You may have to pony up for private mortgage insurance.
If you can’t come up with 20 percent of the new home’s purchase price as a down payment, your lender will require you to purchase private mortgage insurance (PMI). which runs from .5 percent to one percent of the loan value. For example, if you buy a $250,000 house, but only have a $10,000 down payment, you could pay up to an additional $2,500 per year for PMI. If you purchased a $100,000 home and put down the same $10,000, you’d pay no PMI at all.
You’ll probably need to factor in furniture and appliances.
Since most homes don’t sell with furniture and/or appliances included, you’ll most likely need to purchase these big-ticket items, especially if you’ve been renting a furnished apartment up to now. If you buy a home at the top of your budget, you may be unable to afford quality necessities like a fridge or washer/dryer. Find a less expensive house and you’ll have some funds to equip it with furniture and appliances that will make it feel like home.

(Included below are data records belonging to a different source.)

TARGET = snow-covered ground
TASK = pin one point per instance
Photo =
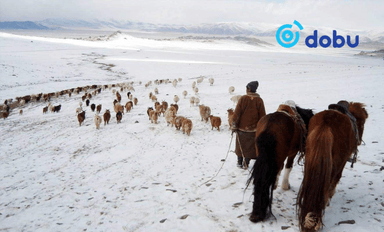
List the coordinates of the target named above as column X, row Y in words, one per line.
column 138, row 176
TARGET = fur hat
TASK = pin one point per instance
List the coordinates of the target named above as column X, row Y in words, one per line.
column 252, row 86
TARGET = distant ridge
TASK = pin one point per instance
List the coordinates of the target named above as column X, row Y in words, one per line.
column 22, row 25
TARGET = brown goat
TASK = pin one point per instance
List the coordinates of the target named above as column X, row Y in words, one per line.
column 81, row 117
column 187, row 126
column 230, row 117
column 98, row 108
column 215, row 122
column 107, row 117
column 205, row 112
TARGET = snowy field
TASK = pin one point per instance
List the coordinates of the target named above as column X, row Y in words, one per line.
column 138, row 176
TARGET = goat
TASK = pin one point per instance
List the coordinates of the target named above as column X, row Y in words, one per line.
column 235, row 98
column 211, row 80
column 215, row 122
column 230, row 117
column 178, row 122
column 153, row 116
column 119, row 116
column 97, row 121
column 118, row 96
column 187, row 126
column 196, row 90
column 148, row 111
column 176, row 98
column 185, row 93
column 170, row 115
column 128, row 106
column 98, row 108
column 231, row 89
column 81, row 117
column 192, row 100
column 205, row 111
column 107, row 117
column 197, row 101
column 176, row 107
column 57, row 108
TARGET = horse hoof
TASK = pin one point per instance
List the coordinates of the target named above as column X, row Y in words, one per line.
column 254, row 218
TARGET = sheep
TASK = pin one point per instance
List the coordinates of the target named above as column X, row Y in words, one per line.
column 154, row 98
column 205, row 111
column 81, row 117
column 153, row 116
column 118, row 108
column 57, row 108
column 197, row 101
column 211, row 81
column 215, row 122
column 176, row 107
column 97, row 121
column 178, row 122
column 231, row 89
column 230, row 117
column 236, row 98
column 165, row 105
column 159, row 109
column 98, row 108
column 170, row 115
column 119, row 116
column 5, row 115
column 187, row 126
column 196, row 90
column 118, row 96
column 176, row 98
column 128, row 106
column 185, row 93
column 107, row 117
column 148, row 111
column 192, row 101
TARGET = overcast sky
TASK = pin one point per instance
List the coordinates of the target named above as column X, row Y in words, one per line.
column 346, row 14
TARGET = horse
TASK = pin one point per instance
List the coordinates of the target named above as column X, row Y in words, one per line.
column 279, row 135
column 332, row 138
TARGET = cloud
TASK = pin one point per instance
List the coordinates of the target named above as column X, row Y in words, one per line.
column 348, row 14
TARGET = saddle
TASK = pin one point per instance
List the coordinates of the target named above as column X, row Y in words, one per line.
column 342, row 107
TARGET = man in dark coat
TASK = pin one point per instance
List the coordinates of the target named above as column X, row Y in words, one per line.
column 249, row 110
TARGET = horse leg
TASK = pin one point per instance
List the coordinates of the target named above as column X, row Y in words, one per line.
column 288, row 168
column 277, row 178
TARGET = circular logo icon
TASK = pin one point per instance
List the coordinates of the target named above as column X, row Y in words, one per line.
column 286, row 37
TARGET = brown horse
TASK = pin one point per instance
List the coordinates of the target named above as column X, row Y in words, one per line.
column 279, row 136
column 331, row 141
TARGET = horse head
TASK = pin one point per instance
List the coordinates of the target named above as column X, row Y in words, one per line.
column 358, row 111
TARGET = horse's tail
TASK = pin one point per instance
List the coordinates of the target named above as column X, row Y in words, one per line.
column 264, row 176
column 314, row 190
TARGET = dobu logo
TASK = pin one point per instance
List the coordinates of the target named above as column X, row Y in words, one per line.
column 287, row 35
column 287, row 39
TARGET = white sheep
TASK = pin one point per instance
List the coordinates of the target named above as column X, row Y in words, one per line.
column 231, row 89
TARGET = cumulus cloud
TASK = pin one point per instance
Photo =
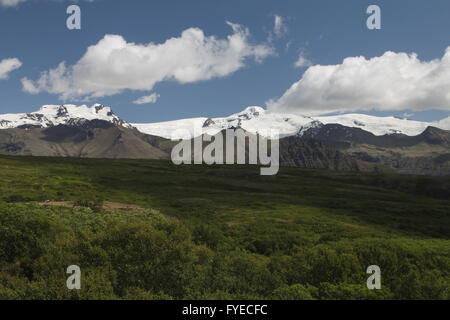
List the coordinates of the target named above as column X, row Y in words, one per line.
column 7, row 66
column 280, row 28
column 113, row 64
column 152, row 98
column 302, row 61
column 393, row 81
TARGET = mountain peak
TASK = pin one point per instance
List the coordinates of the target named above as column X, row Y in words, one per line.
column 66, row 114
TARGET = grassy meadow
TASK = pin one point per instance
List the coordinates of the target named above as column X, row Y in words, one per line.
column 147, row 229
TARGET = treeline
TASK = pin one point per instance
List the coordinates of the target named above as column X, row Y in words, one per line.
column 148, row 256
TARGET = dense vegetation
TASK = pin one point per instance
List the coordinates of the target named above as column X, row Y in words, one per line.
column 220, row 232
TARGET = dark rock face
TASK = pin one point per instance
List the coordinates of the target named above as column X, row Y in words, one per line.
column 422, row 154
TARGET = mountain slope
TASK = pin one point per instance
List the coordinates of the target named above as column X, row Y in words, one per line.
column 53, row 115
column 92, row 139
column 258, row 120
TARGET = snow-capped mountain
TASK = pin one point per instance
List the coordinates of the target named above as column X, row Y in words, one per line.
column 259, row 120
column 252, row 119
column 53, row 115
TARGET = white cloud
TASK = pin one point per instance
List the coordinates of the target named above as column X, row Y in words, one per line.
column 302, row 61
column 10, row 3
column 113, row 64
column 393, row 81
column 152, row 98
column 7, row 66
column 280, row 28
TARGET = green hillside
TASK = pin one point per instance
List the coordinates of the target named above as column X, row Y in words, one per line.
column 146, row 229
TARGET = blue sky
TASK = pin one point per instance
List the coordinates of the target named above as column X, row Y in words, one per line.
column 324, row 32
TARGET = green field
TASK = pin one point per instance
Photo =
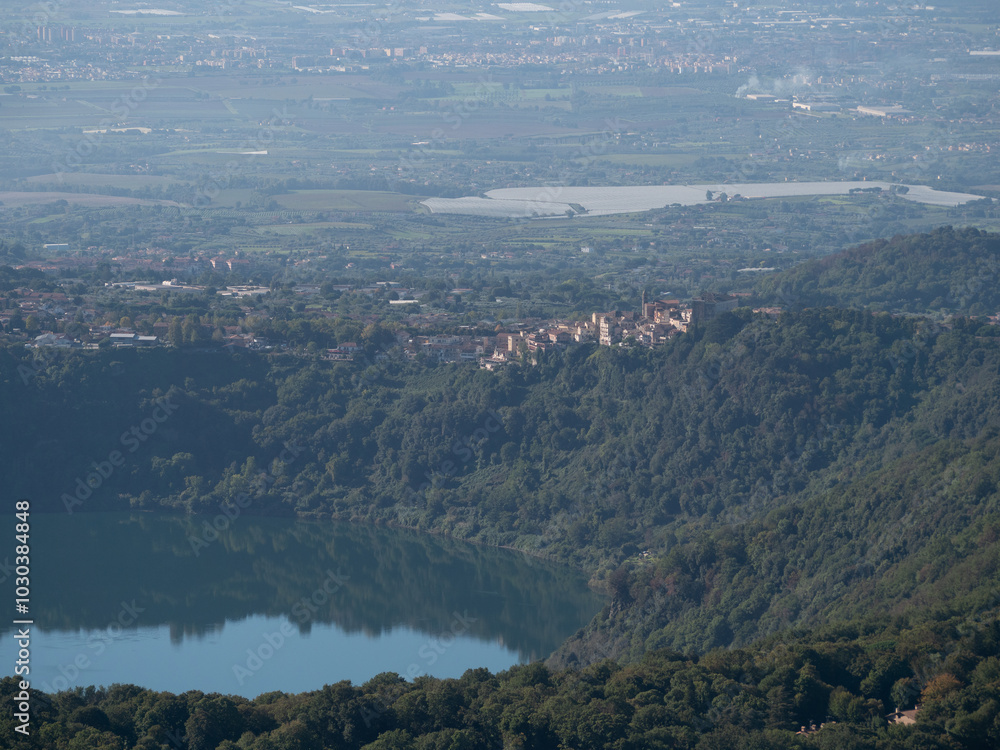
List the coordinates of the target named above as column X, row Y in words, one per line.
column 346, row 200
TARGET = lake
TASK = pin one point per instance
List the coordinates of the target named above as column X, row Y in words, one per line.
column 278, row 604
column 560, row 200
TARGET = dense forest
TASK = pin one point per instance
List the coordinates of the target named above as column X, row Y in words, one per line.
column 796, row 515
column 742, row 699
column 946, row 271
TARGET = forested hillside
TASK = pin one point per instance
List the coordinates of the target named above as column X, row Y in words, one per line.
column 777, row 472
column 744, row 699
column 944, row 271
column 819, row 490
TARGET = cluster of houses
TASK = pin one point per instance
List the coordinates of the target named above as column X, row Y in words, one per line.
column 654, row 324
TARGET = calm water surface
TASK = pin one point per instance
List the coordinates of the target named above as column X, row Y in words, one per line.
column 277, row 604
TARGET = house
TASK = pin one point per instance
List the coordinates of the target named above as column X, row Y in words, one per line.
column 903, row 717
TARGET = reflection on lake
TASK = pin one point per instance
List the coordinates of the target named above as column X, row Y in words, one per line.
column 278, row 604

Costly repairs can happen.
Your dream house could quickly become a nightmare if, for instance, the HVAC unit poops out and your insurance company doesn’t cover the replacement cost (they usually don’t). Paying a high monthly mortgage can leave you without enough money to contribute to an emergency fund for just such a purpose. You may end up having to take another loan just to cover the cost of repairs, which will stress your budget even more.
A high-end home can leave you “house poor.”
The term “house poor” refers to folks who spend most of their income on their home through mortgage payments, repair costs, property taxes, and utility bills, leaving little left over for other expenses. Being house poor is no fun when your friends are taking vacations and buying new cars, but you’re tapped out with that big mortgage payment and house-related bills.
You’ll want to remember to save for retirement.
Many financial experts, such as Fidelity Bank, suggest socking away at least 15 percent of your income toward retirement savings. If your mortgage payment and related housing costs are so high that you can’t afford to save for those golden years, you may have to work way past retirement age just to make ends meet. Buyiing a more moderate house now could mean more leisure time later.
A pricy house could hurt your kids’ college prospects.
College is expensive, and many families apply for financial aid to help pay the tab for tuition, room, and board. Unfortunately, getting financial aid is based on parental income (until the student is 24 years old), according to the Motley Fool. So if you buy a costly house that doesn’t let you save for your kids’ education, their chances of receiving financial aid will still depend on how much money you earn—not how much you have in your bank account—and their options could suffer.
It’s simply not worth the stress!
Being short on cash and always living paycheck to paycheck doesn’t make for a happy life. According to CNBC, financial problems are the leading source of stress in couples and families. In the long run, having the fanciest house you can afford just isn’t worth all you’ll give up to hold onto it. A less expensive abode will leave you with money for savings, vacations, an emergency fund, and a college fund for the kids. And after all, the best house you can own is one filled with love!